Visualmente também, Elisyum comete erros perigosos. O design de produção faz muito bem ao fazer da Terra uma imensa
favela, e também ao criar Elisyum de modo que remeta diretamente à Citadel do
jogo de vídeo-game Mass Effect, mas
peca ao fazer da estação espacial um ambiente totalmente monótono e repetitivo,
ignorando as diversas possibilidades visuais para se focar apenas no mais óbvio
possível: pequenos lagos, gramados e casas envidraçadas. Mais errada ainda é a
fotografia de Trent Opaloch. Acertando ao fotografar a Terra com uma imagem
granulada e uma luz estourada, passando a ideia de calor, angústia, sujeira e
desespero, Opaloch e Blomkamp (muitas das decisões da fotografia partem também
do diretor) erram terrivelmente ao manter a mesma lógica em Elisyum, o que
entra em contradição com o ambiente higienizado que este deveria ser; muito
mais certo seria ter fotografado a estação com cores frias, tendendo ao cinza e
ao azul escuro, além de cortar a granulação, criando uma imagem plastificada
que passaria a ideia de falsidade. Mas em relação aos efeitos especiais o longa
se sai bem, principalmente em detalhes como ferrugens na lataria dos robôs.
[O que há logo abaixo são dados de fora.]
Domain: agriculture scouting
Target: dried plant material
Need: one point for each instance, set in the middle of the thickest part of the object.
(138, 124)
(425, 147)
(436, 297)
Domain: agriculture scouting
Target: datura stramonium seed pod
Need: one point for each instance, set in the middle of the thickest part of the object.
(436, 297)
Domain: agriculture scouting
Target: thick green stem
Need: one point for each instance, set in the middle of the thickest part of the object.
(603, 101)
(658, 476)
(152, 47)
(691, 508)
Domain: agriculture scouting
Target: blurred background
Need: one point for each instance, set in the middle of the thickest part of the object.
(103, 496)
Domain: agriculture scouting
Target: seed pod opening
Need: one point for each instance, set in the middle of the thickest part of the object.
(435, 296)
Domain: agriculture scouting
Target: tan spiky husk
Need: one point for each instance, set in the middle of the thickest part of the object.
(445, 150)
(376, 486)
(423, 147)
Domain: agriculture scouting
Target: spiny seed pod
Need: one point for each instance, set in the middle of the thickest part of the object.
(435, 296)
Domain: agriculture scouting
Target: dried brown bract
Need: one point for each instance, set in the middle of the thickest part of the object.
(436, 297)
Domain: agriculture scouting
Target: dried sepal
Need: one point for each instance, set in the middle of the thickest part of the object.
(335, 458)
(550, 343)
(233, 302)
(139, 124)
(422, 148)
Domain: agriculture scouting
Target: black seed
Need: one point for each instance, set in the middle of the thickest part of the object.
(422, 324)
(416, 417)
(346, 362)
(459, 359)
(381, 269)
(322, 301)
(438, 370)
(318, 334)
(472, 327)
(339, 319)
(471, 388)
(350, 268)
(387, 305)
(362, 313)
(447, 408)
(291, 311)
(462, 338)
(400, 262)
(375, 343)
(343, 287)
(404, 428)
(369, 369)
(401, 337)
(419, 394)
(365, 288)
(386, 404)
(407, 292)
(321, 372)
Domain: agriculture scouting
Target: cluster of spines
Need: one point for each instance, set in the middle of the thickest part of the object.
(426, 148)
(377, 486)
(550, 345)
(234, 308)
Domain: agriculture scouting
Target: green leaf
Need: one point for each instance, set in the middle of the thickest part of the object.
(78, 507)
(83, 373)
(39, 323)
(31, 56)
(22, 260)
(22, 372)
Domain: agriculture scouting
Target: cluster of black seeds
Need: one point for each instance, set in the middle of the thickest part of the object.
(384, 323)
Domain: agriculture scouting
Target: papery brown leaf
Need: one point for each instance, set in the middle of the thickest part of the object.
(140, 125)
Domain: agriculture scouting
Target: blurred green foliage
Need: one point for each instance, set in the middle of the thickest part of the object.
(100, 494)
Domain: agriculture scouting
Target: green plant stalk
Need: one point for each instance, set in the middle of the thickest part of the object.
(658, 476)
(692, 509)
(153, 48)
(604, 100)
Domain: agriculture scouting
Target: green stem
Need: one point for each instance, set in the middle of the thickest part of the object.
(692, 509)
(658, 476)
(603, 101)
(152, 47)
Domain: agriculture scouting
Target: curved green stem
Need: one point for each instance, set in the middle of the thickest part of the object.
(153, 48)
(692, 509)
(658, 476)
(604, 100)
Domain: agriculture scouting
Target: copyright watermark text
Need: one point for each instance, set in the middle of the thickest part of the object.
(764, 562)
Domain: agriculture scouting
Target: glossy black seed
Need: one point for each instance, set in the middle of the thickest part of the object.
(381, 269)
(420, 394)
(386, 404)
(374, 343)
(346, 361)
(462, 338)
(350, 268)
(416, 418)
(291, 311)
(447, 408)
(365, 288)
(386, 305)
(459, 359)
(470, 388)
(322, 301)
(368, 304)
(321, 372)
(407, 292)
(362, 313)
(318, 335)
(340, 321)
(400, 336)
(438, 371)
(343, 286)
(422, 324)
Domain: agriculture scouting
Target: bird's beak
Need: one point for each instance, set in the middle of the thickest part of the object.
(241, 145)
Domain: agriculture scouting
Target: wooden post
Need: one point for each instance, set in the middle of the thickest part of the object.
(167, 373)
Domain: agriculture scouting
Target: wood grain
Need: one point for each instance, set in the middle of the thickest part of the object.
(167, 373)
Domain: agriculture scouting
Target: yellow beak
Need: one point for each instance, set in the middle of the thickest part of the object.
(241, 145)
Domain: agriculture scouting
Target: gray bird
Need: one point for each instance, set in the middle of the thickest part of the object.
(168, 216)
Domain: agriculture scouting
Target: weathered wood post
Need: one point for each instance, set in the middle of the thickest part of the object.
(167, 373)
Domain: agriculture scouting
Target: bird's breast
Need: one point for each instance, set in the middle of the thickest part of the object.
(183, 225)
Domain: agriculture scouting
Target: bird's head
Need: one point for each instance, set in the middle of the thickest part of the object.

Como dito antes, Blomkamp entrega toda a
segunda metade da projeção para a ação, criando um clímax de sangue e violência
que surge, como em Distrito 9, dirigido
com uma habilidade imensa, onde o diretor demonstra toda sua competência na
criação da tensão e intensidade necessárias. Aliás, Elisyum é, como Distrito 9,
Looper e Dredd, ou seja, um dos raros blockbusters
atuais que tem a audácia de explorar toda a dimensão da violência das
situações, além de não poupar nos palavrões.
Infelizmente,
diferente dos outros três longas citados, Elisyum
não conta com personagens tão fortes ou marcantes que nos façam torcer por
eles. Não que o elenco não faça um bom trabalho. Jodie Foster abraça a vilania
absoluta da Secretária da Defesa de Elisyum, ao passo que Alice Braga ressalta
o caráter de princesa trágica de Frey. O genial Wagner Moura empresta
intensidade imensa à Spider, interpretando-o como um sujeito imoral e ambíguo
em suas intenções, e Sharlto Copley mais uma vez rouba a cena todas as vezes
que aparece, fazendo do mercenário Kruger um indivíduo completamente insano e
absurdo em sua psicopatia desenfreada. E Matt Damon fica com um papel ingrato
de um protagonista cujas motivações são óbvias e por vezes clichês, mas ainda
assim consegue extrair intensidade e determinação do personagem, conferindo
peso dramático ideal à Max.
Filme menor na ainda iniciante carreira de
Blomkamp, Elisyum tem predicados
suficientes para que não percamos esperança no trabalho desse diretor, que
ainda tem muito o que mostrar e explorar.